The Office of Foreign Assets Control (OFAC) is an agency of the United States Department of the Treasury responsible for administering and enforcing US economic and trade sanctions. OFAC operates numerous sanctions programmes — targeting specific countries (such as Iran, Cuba, North Korea, and Russia), as well as individual persons, organisations, and vessels — with the aim of advancing US foreign policy and national security objectives. OFAC derives its authority primarily from the International Emergency Economic Powers Act (IEEPA) and the Trading with the Enemy Act (TWEA), supplemented by specific Executive Orders and Congressional legislation for each sanctions programme. OFAC maintains the Specially Designated Nationals and Blocked Persons List (the “SDN List“), which is one of the most important and widely used sanctions screening lists in the world.
Although OFAC is a US government body, its reach extends far beyond the United States. US dollar-denominated transactions anywhere in the world — and transactions involving any US person, US company, or US financial institution — are subject to OFAC jurisdiction. As a result, non-US businesses that process US dollar payments or have any connection to the US financial system must comply with OFAC rules or risk severe civil and criminal penalties, which can include multi-billion dollar fines. The concept of “secondary sanctions” extends OFAC’s practical reach even further, by threatening to penalise non-US entities that do significant business with certain sanctioned countries or persons, even without any direct US nexus. For compliance professionals globally, maintaining up-to-date OFAC screening is therefore a non-negotiable element of any sanctions compliance programme.
While the Specially Designated Nationals and Blocked Persons List (SDN List) is OFAC’s most well-known sanctions tool — involving a full asset freeze and near-total prohibition on dealings — OFAC also maintains a series of additional, less absolute lists that are collectively referred to as the non-SDN lists. These lists do not impose a blanket prohibition on all transactions with the listed persons or entities; instead, they impose more targeted, sector-specific, or transactional restrictions that vary depending on the particular sanctions programme under which the listing was made. The most significant non-SDN lists include the Sectoral Sanctions Identifications List (SSI List), which targets specific sectors of the Russian economy — such as energy, finance, and defence — under Executive Order 13662, prohibiting certain types of dealings (for example, the provision of new debt or equity financing above defined maturity thresholds) rather than all transactions; the Non-SDN Menu-Based Sanctions List (NS-MBS List), which identifies persons subject to one or more potential sanctions drawn from a defined menu of measures; the Foreign Sanctions Evaders List (FSE List), which targets non-US individuals and entities found to have violated or attempted to evade US sanctions relating to Syria or Iran; and the Non-SDN Palestinian Legislative Council List (NS-PLC List), which covers members of certain Palestinian legislative bodies.

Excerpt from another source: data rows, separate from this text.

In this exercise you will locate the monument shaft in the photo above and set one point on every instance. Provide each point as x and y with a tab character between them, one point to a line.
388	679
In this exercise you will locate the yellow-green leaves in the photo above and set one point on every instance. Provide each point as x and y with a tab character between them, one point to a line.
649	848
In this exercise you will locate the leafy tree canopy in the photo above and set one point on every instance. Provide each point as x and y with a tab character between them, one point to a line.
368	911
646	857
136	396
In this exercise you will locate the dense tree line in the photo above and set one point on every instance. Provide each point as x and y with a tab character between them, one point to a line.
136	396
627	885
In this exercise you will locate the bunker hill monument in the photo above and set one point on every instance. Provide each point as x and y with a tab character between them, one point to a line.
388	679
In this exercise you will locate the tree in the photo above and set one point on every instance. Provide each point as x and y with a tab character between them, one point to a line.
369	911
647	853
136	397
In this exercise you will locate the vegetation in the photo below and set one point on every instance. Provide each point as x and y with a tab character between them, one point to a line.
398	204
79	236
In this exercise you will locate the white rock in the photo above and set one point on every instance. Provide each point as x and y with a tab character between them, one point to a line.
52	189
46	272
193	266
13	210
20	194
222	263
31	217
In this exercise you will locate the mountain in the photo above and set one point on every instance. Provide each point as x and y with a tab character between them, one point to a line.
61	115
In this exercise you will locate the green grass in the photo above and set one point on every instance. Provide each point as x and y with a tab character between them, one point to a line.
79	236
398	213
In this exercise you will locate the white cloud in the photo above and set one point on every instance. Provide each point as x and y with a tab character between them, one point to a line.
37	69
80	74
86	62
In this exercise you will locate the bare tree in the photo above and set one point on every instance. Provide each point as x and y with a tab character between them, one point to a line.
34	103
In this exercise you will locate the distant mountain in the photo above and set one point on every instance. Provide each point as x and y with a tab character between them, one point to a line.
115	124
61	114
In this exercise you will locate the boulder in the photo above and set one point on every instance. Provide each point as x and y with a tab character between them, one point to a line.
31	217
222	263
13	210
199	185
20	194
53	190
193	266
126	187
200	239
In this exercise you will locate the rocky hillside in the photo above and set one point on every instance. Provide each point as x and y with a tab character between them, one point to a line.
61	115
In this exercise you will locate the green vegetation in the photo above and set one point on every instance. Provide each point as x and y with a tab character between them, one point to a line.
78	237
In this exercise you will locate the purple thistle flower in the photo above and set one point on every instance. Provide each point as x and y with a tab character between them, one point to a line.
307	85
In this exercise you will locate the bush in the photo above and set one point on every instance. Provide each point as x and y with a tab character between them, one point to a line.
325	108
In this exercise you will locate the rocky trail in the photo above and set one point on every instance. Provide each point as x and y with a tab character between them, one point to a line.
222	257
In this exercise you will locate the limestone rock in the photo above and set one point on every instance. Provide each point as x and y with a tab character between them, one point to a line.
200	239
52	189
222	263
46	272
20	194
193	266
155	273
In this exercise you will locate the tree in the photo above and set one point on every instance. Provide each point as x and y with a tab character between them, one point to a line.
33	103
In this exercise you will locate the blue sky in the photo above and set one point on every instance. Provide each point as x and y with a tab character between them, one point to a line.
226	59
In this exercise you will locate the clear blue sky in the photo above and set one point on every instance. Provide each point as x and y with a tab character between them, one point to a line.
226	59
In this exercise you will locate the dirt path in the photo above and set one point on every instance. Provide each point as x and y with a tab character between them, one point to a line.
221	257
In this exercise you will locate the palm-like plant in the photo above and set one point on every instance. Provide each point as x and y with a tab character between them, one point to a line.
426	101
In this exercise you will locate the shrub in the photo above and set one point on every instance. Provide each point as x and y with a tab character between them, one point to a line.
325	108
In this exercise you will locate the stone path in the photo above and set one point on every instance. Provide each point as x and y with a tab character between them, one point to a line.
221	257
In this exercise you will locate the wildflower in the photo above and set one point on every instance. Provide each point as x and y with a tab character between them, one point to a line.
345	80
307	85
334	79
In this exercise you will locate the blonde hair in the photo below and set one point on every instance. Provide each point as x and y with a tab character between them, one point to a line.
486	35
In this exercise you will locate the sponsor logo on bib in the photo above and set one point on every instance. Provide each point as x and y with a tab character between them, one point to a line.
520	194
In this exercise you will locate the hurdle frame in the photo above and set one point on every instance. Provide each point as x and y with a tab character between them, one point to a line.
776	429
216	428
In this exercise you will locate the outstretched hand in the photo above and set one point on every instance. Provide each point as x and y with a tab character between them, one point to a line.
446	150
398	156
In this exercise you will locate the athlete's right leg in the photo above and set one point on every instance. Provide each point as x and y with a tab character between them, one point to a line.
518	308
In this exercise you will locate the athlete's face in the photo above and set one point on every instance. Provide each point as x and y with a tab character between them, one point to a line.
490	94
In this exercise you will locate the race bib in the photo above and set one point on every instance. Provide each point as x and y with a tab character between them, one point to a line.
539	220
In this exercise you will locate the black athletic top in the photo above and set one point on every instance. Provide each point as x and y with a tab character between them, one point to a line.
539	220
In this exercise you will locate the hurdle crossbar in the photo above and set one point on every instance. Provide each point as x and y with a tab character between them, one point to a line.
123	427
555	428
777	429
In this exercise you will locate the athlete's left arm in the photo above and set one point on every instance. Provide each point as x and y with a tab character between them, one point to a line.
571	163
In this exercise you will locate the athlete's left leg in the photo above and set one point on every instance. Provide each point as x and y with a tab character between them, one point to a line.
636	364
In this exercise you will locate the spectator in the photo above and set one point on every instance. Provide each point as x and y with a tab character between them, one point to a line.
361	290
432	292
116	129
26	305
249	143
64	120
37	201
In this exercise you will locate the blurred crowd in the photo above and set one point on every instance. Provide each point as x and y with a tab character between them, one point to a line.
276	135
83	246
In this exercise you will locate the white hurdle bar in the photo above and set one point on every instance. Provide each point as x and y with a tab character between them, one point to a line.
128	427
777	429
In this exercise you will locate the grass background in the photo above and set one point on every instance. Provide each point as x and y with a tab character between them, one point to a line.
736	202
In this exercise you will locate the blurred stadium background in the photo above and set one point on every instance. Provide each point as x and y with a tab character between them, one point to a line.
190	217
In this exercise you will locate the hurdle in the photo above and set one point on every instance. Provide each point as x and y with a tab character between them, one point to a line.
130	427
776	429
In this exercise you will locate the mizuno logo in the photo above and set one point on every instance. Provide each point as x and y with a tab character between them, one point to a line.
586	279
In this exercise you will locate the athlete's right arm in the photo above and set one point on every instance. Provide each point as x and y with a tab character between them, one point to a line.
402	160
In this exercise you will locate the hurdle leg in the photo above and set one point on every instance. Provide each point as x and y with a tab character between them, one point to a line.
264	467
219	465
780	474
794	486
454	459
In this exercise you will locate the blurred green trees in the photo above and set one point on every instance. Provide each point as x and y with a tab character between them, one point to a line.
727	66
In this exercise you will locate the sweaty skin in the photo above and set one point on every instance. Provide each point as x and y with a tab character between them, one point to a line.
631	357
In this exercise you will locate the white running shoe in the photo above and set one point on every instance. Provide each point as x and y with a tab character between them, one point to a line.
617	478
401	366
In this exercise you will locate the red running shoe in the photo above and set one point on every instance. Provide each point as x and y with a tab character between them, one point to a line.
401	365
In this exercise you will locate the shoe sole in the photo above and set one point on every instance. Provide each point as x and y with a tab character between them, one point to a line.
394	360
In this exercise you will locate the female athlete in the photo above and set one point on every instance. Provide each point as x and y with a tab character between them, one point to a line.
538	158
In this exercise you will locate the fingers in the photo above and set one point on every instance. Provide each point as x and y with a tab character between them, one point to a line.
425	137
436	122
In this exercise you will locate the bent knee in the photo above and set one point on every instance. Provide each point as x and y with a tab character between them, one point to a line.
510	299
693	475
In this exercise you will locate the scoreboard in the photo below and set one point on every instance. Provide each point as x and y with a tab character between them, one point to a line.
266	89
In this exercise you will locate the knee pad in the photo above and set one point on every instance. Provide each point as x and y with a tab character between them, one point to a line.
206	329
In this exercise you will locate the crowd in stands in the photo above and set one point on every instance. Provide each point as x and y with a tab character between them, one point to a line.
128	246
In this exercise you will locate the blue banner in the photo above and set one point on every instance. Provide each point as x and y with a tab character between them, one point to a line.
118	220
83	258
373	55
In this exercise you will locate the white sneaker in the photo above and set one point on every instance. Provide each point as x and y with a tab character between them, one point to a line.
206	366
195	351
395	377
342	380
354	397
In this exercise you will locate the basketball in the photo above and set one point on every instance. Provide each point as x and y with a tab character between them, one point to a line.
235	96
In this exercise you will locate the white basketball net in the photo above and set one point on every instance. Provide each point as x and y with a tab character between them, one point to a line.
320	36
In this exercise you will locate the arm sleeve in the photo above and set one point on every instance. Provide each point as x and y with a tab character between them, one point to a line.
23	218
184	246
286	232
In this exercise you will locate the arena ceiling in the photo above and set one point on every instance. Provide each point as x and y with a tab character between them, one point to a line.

From a compliance perspective, non-SDN lists are a source of significant complexity and are frequently misunderstood or — more dangerously — underweighted in sanctions screening programmes. A common misconception is that because a non-SDN listing does not trigger a full asset freeze, it is less serious or can be treated as merely advisory. This is incorrect: dealing with a non-SDN listed entity in a manner prohibited by the relevant sanctions programme is a violation of US sanctions law and can result in substantial civil and criminal penalties from OFAC, just as an SDN violation can. The compliance challenge is compounded by the fact that the restrictions applicable to non-SDN entities are programme-specific and transactional in nature — meaning that compliance teams must not only screen against the lists but also understand precisely what categories of activity are prohibited for each listed entity. Furthermore, OFAC’s fifty-percent rule — which provides that any entity owned fifty percent or more by an SDN is itself treated as blocked even if not explicitly named on the SDN List — applies by analogy in certain non-SDN contexts as well, requiring institutions to look beyond the face of the list and assess ownership structures carefully. Non-SDN screening should therefore be a standard and fully integrated component of any robust OFAC compliance programme, not treated as a secondary or optional exercise.